My mom did teach me a lot about how to be Indian, which I'm sure she learned from her mom. Because of her, I know how to set up an offering tray to the gods even though I rarely pray to them. I know how to speak Hindi, albeit in a California drawl. I know that the only way to eat a paratha is by slathering it in ghee, and I know what sabzi to pair with which dal, although as I try to write out the specifics, I cannot, because it's just an intuition buried in me that cannot be put in words. Most of all, I know how much masala to add without measuring anything, a surefire induction into auntyhood.

But she didn't teach me how to stay Indian, or how to sustain old traditions while creating new ones. I am not sure what's allowed to change and what the consequences are of changing it. If I don't forcefeed guests mithai, did I ruin Diwali? Is Thanksgiving still Thanksgiving without too much turkey? In recent years, we've taken tequila shots at Diwali, a ritual started by an uncle.

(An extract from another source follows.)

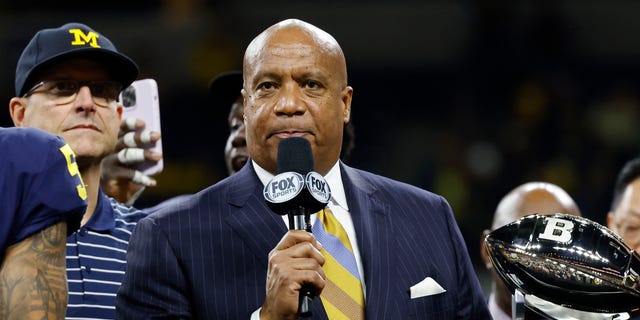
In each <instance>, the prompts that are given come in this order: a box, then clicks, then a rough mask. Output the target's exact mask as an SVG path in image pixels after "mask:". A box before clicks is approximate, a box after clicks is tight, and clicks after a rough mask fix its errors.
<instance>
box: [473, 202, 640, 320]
mask: <svg viewBox="0 0 640 320" xmlns="http://www.w3.org/2000/svg"><path fill="white" fill-rule="evenodd" d="M485 247H486V249H487V251H488V252H489V256H490V258H491V262H492V263H493V265H494V267H495V269H496V271H497V273H498V275H499V276H500V278H501V279H502V281H504V283H505V284H506V285H507V287H508V288H509V290H510V291H511V293H512V294H514V293H516V291H519V292H521V293H522V294H524V295H535V296H537V297H539V298H541V299H544V300H547V301H549V302H552V303H555V304H558V305H560V306H563V307H567V308H571V309H576V310H582V311H588V312H597V313H619V312H630V313H631V314H635V313H636V312H637V311H636V310H640V290H639V289H640V288H639V285H640V279H639V273H640V256H638V254H637V253H636V252H634V251H633V250H631V249H630V248H629V247H628V246H627V245H626V244H625V243H624V242H623V241H622V239H621V238H620V237H619V236H618V235H616V234H614V233H613V232H612V231H611V230H609V229H607V228H606V227H604V226H602V225H600V224H598V223H596V222H593V221H591V220H589V219H586V218H581V217H577V216H572V215H565V214H554V215H538V214H534V215H530V216H526V217H523V218H521V219H519V220H517V221H515V222H512V223H510V224H508V225H505V226H503V227H501V228H499V229H496V230H494V231H493V232H491V233H490V234H489V235H488V236H487V237H486V238H485Z"/></svg>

I find this act youthful and wily, but I always felt that we only did this because my uncle suggested it. If me or anyone from my generation had proposed it, it would have been shot down immediately because as first-generation Indians, we've been resigned to never knowing enough, and therefore never having the authority to offer change. They say you must know the rules before you break them, but we definitely don't know them, and so who are we to disobey?

With Diwali desserts, I hopscotch between tradition and novelty, acceptance and rejection. I love mithai (and am eating one as we speak, mid-morning, two hours after breakfast), but I also love highlighting familiar flavours in unfamiliar ways. For our party, I made a tart filled with white chocolate chai ganache, a layer of Parle-G biscuits, and mascarpone whipped cream—spicy, crunchy, creamy, comforting. There is no generational tradition of making tarts, yet for the last three years I've made them. One, because I'm very good at making tarts so why not flex a bit. Two, because I love challenging guests how on how a flavor can look and taste out of the ordinary. And three, because whether I'm an official aunty or not, don't I get to have agency now over what a tradition is? After decades of celebrating Diwali, haven't I learned the rules enough now to create my own?

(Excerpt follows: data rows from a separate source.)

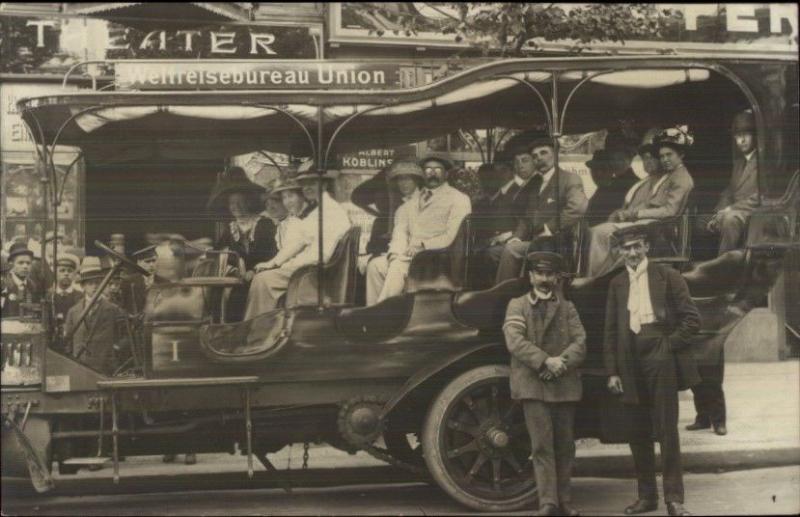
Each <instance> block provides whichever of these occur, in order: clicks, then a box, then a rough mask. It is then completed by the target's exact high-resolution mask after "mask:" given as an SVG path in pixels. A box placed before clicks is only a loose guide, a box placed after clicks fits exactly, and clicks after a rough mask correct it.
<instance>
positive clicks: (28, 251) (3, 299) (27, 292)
mask: <svg viewBox="0 0 800 517" xmlns="http://www.w3.org/2000/svg"><path fill="white" fill-rule="evenodd" d="M32 262H33V252H32V251H31V250H29V249H28V246H27V245H26V244H25V243H23V242H15V243H14V244H12V245H11V248H10V249H9V250H8V263H9V264H10V268H9V271H8V273H6V275H5V276H4V277H3V291H2V294H0V306H1V307H2V313H3V318H13V317H18V316H20V315H21V304H23V303H39V302H40V301H41V298H42V292H41V289H40V287H39V284H38V283H36V282H35V281H34V279H33V278H31V263H32Z"/></svg>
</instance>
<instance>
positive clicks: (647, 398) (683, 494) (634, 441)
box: [623, 325, 684, 503]
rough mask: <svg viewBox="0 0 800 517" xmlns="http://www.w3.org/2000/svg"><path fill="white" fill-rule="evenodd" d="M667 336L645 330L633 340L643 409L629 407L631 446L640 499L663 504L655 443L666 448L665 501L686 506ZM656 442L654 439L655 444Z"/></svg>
mask: <svg viewBox="0 0 800 517" xmlns="http://www.w3.org/2000/svg"><path fill="white" fill-rule="evenodd" d="M663 336H664V335H663V332H662V331H661V330H660V329H656V328H655V326H654V325H644V326H642V330H641V331H640V332H639V334H638V335H632V343H634V347H635V348H634V354H635V361H636V368H635V371H636V374H635V375H636V386H631V387H624V386H623V388H624V389H636V390H638V394H639V401H640V403H639V404H628V405H627V406H626V409H627V410H628V411H629V415H630V417H631V426H632V437H631V441H630V443H629V445H630V448H631V453H632V454H633V463H634V465H635V468H636V480H637V491H638V496H639V499H647V500H649V501H655V500H657V499H658V488H657V486H656V457H655V443H654V441H658V442H659V444H660V445H661V464H662V470H663V475H664V479H663V485H664V500H665V501H666V502H667V503H670V502H676V503H683V502H684V501H683V500H684V489H683V467H682V465H681V446H680V437H679V435H678V389H677V374H676V367H675V360H674V356H673V355H672V353H670V351H669V350H667V349H666V346H667V345H666V340H664V339H663ZM654 439H655V440H654Z"/></svg>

In the end, sustaining old traditions and creating new ones isn't determined by uncle/aunty status alone (even though according to Orlando, I am definitely an aunty). What matters is your desire to create something in your own way simply because you want to. It has nothing to do with how Indian you are, nor does it mean you are discarding or disrespecting the past. Life is supposed to change, or else we'd still be consuming weird pirate-ass shit like watered down rum or aspic. Change is scary, confusing, and good

Diwali is a holiday I care deeply about. But celebration doesn't demand replication. This year, I equipped our party with my mom's menu, my own dessert offering, and some mezcal shots (we didn't have tequila), and it's safe to say that I still kept the culture and history alive.


White Chocolate Chai Ganache

This ganache was the piece de resistance our my Diwali tart and has applications in many other desserts as well. You can fill a cake, roll into truffles, or simply eat it slathered on toast, an upgrade from Nutella. The key to making a flavored ganache is to not let the flavoring (in this case spices) sit too long or they'll turn your cream bitter and then you'll be sad. And while many recipes call for an immersion blender, I've never used one as a home cook. Just make sure your chocolate is properly melted and whisk it well.